Le mouvement Wikimédia/La naissance du mouvement Wikimédia
Il existe dans l'espace web une multitude d’archives permettant de retracer les événements qui ont conduit à la naissance du mouvement Wikimédia. Cette « préhistoire » du mouvement peut notamment être explorée grâce au réseau d’éducation populaire Framasoft, dont le site est apparu environ un an avant la création de la version francophone de Wikipédia. On trouve sur cette plateforme une mine d’informations concernant les logiciels libres et la culture libre. Deux épisodes majeurs de l’histoire de l’informatique et d’Internet, malheureusement méconnus du grand public.
Grâce à Framasoft et bien d’autres associations, il est possible de découvrir l’organisation et les motivations des millions de personnes qui participent au mouvement du logiciel libre. On y apprend que ce mouvement politique et social a été initié en 1983 par Richard Stallman, un programmeur du Massachusetts Institute of Technology (MIT), qui a eu l’idée d’offrir à chacun une alternative à la marchandisation du secteur informatique.
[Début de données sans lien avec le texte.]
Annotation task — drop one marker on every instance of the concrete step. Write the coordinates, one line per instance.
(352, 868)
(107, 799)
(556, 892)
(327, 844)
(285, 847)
Cette philosophie de libre partage, concrétisée par le projet de Stallman, permit l’essor d’une organisation et d’une éthique de travail originale, développée au sein d’une sous-culture en vogue dans le milieu informatique depuis les années 1950. Celle-ci fut documentée dans de nombreux ouvrages, dont « L’éthique hacker »[1], un livre remarquable, dans lequel le philosophe finlandais, Pekka Himanen, analyse en détail les origines de la culture hacker. Un simple extrait de sa quatrième de couverture[2] permet d’appréhender la manière de penser de ces informaticiens, rejoints par Richard Stallman durant ses études universitaires, avant d’en devenir l’une des figures les plus charismatiques :
On considérait jusqu’à présent le « hacker » comme un voyou d’Internet, responsable d’actes de piratage et de vols de numéros de cartes bancaires. Le philosophe Pekka Himanen voit au contraire les hackers comme des citoyens modèles de l’ère de l’information. Il les considère comme les véritables moteurs d’une profonde mutation sociale. Leur éthique, leur rapport au travail, au temps ou à l’argent, sont fondés sur la passion, le plaisir ou le partage. Cette éthique est radicalement opposée à l’éthique protestante, telle qu’elle est définie par Max Weber, du travail comme devoir, comme valeur en soi, une morale qui domine encore le monde aujourd’hui.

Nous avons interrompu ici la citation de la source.